McCann School of Business & Technology is a for-profit technical school with campuses in Monroe, Louisiana, Allentown, Pennsylvania, Lewisburg, Pennsylvania. It is accredited by the Accrediting Commission of Career Schools and Colleges.

==History==

McCann School of Business was founded by Louis C. McCann. His sons, Dwight and Charles, entered the field and held administrative positions at the Mahanoy City campus and branch schools later established. After the death of Dwight McCann in 1956, Mrs. Dorothy Houser began serving as director. In 1959, Mrs. Houser purchased the school in partnership with her husband, Harry D. Houser.

In 1970, McCann became accredited by the Accrediting Commission of the Association of Independent Colleges and Schools of Washington, D.C.

A change of ownership occurred in 1981 when the school was purchased by James and Elizabeth Noone. John E. Noone became president and Owner of the school in 1994.

In 1995, the school opened a new school branch in Pottsville, Pennsylvania.

The third campus of McCann commenced operation in September, 1998, in downtown Sunbury, Northumberland County. The school provided business training in the county, and in the neighboring counties of Montour, Snyder, and Union. The campus moved to the North 4th Street Plaza in early 2003, replacing the Ames Department Store.

In August 2002, McCann Education Centers, Inc. was purchased by Delta Educational Systems, Inc., which later became Delta Career Education Corporation in 2006. Delta is headquartered in Virginia Beach, Virginia and owns schools in Arizona, Georgia, Louisiana, Mississippi, North Carolina, Ohio, Pennsylvania, South Carolina, Tennessee, and Virginia.

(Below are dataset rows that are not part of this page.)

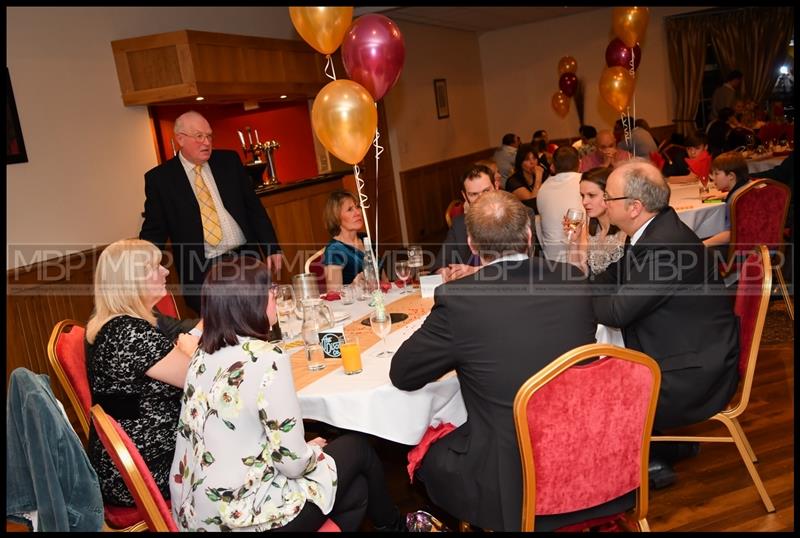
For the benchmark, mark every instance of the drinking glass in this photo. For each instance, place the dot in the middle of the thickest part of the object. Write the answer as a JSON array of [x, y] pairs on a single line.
[[403, 272], [351, 355], [285, 304], [381, 326], [574, 218]]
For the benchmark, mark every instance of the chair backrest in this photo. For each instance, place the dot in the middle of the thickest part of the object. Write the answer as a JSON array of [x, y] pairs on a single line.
[[134, 471], [67, 356], [315, 267], [758, 217], [454, 209], [168, 307], [752, 302], [568, 417]]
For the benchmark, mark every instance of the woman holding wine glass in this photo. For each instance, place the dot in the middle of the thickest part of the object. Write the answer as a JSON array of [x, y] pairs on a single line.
[[600, 243]]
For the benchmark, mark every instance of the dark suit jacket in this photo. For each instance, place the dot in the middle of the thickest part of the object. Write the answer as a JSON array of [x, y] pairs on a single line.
[[665, 297], [171, 212], [495, 328]]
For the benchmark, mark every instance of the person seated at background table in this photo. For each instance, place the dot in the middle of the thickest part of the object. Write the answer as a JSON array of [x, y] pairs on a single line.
[[729, 174], [658, 294], [241, 459], [606, 153], [344, 254], [135, 372], [528, 176], [495, 328], [600, 243], [676, 169], [454, 259]]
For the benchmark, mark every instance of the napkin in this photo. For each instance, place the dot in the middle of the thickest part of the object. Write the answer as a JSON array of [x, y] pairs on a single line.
[[416, 454], [700, 165], [657, 159]]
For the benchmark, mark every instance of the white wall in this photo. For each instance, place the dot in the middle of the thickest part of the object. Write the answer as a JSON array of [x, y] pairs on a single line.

In July 2005, the Mahanoy City campus was relocated to its new home in Humboldt Industrial Park, in Hazle Township. In April 2008, the school opened a new branch in Dickson City, Lackawanna County. In April 2009, the school opened a new branch in Allentown, Lehigh County and later that year, opened another in Carlisle, PA. On February 9, 2012, the Wilkes-Barre campus was introduced. In January 2016, the Sunbury campus moved to Lewisburg in a newly renovated shopping plaza.

In January 2018, the McCann School of Business & Technology campuses in Allentown, PA, Lewisburg, PA and Monroe LA were acquired by STVT-AAI Education Inc. dba Ancora Education. McCann voluntarily withdrew from accreditation with ACICS and received accreditation by the Accrediting Commission of Career Schools and Colleges (ACCSC) as branch campuses of Platt College in Tulsa, OK. In March 2021, the ACCSC main campus was re-designated from Platt-College Tulsa to Miller-Motte College in Chattanooga.